« LE PETIT THEÂTRE DU BOUT DU MONDE » : DOUCE POESIE APOCALYPTIQUE
lebruitduoff.com – 16 juillet 2021
AVIGNON OFF 2021. « Le petit théâtre du bout du monde – opus 1» – d’Ezéquiel Garcia Romeu – à La Manufacture à 9h40 (jours pairs, opus 2 les jours impairs)
« Le petit théâtre du bout du monde » est un spectacle de marionnettes autant qu’une installation artistique à admirer, une représentation où le marionnettiste ne se cache pas derrière ses accessoires, où il appelle le public par téléphone pour lui transmettre quelques indications scéniques. Quasiment sans parole, par la grâce de gestes et de figures qui prennent vie les unes après les autres, le petit théâtre du bout du monde s’impose et nous emmène dans une douce rêverie du monde d’après.

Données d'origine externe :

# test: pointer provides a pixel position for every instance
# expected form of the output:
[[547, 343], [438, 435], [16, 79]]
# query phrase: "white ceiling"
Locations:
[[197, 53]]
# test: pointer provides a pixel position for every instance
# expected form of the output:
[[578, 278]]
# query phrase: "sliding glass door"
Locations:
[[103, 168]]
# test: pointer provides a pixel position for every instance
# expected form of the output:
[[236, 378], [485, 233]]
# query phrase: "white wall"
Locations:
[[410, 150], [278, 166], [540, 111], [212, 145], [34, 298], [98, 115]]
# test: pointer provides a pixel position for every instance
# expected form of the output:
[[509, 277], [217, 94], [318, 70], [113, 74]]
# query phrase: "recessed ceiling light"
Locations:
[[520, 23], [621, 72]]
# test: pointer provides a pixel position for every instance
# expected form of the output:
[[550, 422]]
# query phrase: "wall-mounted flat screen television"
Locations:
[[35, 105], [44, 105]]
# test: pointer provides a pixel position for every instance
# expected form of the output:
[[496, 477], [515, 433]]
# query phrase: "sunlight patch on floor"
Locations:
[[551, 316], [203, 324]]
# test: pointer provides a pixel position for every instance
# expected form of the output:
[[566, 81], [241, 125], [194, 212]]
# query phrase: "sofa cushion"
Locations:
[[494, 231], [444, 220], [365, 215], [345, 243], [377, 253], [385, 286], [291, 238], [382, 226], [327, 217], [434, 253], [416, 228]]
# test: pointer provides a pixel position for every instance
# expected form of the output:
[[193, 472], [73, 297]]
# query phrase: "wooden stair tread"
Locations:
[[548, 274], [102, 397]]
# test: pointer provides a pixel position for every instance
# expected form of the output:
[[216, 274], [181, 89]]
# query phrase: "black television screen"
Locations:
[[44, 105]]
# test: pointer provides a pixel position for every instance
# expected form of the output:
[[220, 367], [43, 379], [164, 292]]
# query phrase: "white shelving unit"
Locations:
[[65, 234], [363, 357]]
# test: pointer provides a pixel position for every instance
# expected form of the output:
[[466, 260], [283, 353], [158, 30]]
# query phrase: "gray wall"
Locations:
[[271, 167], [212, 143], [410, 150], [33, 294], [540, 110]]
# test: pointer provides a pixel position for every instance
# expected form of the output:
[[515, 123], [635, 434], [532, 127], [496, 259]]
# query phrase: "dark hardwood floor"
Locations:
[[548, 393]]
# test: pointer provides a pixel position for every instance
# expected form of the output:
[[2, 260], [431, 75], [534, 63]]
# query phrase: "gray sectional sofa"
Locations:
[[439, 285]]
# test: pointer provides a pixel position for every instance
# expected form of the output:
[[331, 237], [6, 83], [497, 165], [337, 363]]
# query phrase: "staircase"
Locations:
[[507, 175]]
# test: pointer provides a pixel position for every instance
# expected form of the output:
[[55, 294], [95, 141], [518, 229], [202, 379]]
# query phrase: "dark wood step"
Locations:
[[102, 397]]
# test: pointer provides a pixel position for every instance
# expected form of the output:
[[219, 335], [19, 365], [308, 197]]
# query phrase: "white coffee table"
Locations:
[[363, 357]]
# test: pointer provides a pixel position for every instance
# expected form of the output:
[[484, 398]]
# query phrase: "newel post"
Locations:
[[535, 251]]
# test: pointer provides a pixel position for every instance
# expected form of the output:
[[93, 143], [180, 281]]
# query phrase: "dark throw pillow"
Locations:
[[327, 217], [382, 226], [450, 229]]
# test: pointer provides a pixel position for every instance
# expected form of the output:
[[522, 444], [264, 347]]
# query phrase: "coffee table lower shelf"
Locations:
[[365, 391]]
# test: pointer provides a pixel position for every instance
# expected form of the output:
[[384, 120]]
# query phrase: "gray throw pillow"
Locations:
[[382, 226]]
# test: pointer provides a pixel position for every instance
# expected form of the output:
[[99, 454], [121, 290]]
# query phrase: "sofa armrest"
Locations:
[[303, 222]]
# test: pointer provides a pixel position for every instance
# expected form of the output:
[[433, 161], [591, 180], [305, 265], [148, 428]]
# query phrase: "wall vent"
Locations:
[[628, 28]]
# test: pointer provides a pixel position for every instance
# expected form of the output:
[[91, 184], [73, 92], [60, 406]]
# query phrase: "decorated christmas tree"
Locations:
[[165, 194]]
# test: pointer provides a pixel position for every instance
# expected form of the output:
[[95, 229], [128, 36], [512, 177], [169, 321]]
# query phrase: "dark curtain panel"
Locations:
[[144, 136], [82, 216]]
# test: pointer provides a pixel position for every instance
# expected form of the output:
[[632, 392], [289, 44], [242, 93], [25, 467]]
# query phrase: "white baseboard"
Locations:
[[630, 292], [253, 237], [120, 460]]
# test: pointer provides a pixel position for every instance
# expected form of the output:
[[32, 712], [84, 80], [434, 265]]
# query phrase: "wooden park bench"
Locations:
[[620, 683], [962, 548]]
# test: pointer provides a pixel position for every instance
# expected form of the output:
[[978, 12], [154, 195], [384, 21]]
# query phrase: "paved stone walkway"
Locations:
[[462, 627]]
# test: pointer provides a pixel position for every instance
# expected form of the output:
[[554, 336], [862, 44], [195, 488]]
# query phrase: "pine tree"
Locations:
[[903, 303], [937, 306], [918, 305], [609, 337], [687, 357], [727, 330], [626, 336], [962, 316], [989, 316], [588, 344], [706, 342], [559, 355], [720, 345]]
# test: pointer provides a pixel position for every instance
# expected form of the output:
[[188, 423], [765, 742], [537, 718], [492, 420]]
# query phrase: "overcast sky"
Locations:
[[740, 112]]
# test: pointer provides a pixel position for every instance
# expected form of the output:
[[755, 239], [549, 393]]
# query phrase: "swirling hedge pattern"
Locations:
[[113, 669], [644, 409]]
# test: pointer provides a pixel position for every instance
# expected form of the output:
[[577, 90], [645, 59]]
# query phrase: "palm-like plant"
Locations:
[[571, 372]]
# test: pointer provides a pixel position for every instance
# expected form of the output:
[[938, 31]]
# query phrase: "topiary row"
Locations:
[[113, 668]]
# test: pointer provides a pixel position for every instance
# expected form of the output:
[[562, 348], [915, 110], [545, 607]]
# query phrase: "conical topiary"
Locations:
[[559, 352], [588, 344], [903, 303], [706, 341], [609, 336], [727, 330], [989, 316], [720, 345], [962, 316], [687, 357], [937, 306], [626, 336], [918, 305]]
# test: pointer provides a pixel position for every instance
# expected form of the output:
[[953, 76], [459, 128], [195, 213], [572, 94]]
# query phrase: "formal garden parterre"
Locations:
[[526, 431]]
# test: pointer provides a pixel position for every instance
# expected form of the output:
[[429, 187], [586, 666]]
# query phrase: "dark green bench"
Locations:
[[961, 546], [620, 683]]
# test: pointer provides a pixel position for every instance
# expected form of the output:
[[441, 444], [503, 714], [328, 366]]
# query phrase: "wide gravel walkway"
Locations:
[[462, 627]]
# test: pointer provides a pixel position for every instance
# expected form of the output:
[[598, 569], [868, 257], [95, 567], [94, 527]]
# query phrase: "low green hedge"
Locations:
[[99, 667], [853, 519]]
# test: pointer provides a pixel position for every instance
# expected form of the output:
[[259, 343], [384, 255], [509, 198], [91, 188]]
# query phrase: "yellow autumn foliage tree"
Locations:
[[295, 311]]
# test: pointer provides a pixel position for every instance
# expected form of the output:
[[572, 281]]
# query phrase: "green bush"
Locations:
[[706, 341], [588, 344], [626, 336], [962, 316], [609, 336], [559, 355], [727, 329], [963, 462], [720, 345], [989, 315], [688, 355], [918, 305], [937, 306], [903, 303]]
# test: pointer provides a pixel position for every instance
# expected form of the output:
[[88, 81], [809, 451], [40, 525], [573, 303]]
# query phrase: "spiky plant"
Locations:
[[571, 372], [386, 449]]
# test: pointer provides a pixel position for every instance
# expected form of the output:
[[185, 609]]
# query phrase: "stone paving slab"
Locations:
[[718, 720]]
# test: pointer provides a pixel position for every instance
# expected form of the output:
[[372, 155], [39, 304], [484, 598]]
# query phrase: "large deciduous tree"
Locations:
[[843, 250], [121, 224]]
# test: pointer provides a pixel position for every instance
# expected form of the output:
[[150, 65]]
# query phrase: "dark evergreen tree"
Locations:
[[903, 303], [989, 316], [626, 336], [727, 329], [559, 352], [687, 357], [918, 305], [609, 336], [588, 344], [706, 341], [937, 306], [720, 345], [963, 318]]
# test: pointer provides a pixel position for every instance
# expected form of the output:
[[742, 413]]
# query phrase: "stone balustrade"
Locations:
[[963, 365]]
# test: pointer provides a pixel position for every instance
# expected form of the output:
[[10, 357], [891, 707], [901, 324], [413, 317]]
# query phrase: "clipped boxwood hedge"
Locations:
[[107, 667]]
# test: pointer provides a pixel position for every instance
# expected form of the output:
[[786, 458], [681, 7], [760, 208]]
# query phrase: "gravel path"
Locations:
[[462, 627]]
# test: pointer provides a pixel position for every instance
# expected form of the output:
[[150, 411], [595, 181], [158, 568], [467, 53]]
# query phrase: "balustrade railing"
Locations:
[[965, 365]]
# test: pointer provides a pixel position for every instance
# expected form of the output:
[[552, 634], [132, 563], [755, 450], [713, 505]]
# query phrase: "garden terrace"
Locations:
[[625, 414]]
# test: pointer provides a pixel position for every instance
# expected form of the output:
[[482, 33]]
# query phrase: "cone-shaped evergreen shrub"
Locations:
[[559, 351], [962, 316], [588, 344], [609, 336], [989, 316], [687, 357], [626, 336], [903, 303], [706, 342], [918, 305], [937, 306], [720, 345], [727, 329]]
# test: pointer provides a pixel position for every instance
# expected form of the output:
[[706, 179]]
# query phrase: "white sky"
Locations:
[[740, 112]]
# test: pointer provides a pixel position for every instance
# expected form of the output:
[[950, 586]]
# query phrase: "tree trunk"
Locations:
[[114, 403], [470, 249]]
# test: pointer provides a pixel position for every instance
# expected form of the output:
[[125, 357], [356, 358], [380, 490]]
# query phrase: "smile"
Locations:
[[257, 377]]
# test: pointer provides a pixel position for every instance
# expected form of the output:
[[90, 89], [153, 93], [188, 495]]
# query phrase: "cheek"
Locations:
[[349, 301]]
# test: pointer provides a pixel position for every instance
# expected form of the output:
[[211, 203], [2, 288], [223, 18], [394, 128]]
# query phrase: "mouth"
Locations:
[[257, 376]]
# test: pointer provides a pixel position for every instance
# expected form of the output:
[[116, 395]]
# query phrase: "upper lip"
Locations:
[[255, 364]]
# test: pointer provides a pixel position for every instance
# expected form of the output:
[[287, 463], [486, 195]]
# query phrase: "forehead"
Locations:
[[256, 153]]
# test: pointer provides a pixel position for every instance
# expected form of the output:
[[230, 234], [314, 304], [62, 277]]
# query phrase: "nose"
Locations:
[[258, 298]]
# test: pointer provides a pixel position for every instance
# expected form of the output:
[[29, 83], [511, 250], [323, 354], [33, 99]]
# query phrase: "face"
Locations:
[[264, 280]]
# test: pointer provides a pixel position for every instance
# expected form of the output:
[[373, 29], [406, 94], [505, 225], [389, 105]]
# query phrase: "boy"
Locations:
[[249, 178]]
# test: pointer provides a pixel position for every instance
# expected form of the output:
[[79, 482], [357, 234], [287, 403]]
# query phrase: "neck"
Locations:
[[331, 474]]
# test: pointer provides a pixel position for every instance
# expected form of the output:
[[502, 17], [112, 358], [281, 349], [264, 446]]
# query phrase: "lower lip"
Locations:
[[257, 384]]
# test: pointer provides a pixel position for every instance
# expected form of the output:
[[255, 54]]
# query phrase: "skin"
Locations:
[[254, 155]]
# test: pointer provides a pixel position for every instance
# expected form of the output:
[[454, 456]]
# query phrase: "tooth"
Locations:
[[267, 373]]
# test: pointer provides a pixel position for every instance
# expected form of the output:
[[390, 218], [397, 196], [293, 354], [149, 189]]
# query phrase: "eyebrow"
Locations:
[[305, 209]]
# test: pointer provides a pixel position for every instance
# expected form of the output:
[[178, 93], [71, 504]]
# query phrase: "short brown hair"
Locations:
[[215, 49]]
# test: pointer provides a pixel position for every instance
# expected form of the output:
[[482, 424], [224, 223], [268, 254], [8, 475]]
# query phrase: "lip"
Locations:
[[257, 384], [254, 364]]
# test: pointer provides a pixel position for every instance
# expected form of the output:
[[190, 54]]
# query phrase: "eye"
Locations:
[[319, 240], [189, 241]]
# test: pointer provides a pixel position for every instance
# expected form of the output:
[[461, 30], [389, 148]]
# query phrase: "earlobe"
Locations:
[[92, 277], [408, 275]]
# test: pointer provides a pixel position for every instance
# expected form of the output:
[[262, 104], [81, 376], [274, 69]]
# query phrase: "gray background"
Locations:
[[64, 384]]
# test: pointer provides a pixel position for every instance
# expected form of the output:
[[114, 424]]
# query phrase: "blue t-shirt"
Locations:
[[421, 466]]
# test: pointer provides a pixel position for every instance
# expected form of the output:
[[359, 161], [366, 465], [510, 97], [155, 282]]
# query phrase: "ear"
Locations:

Au centre de la salle une grande boite aux murs transparents. Le public est invité à déambuler tout autour pendant le spectacle. A l’intérieur, les vestiges de notre civilisation s’accumulent : machine à écrire, télévision, gramophone… Ce bric à brac est un musée en soi. Comme Wall-E chez Pixar, un singe marionnette entreprend l’exploration de cet univers, à commencer par son marionnettiste. Il croise des personnages historiques, des figures imposantes et dans le monde d’en haut, des vestiges d’ailleurs. Quel réalisme effrayant dans ces silhouettes de bustes en mousse ! Les mécanismes qui actionnent objets et marionnettes sont très fins, le bruitage et les lumières précis, Le petit théâtre du bout du monde est une véritable prouesse technique.
Que s’est-il passé ? Il semble que le petit singe essaie d’envoyer un message à l’extérieur. Et puis une phrase éclaire l’ensemble. Que fait l’artiste face à l’Anthropocène qui se dessine et une réalité de plus en plus complexe difficile à appréhender ? Ne lui reste que la poésie pour aborder le réel. Les sacs plastiques qui entourent un des personnages en surface sont éloquents. Le petit monde du bout du monde raconte la nostalgie d’un monde qui vient après notre civilisation et rappelle d’autres exils passés Ezéquiel Garcia-Romeu et sa compagnie signent un spectacle tous publics, original, tout aussi poétique qu’ambitieux dans son geste.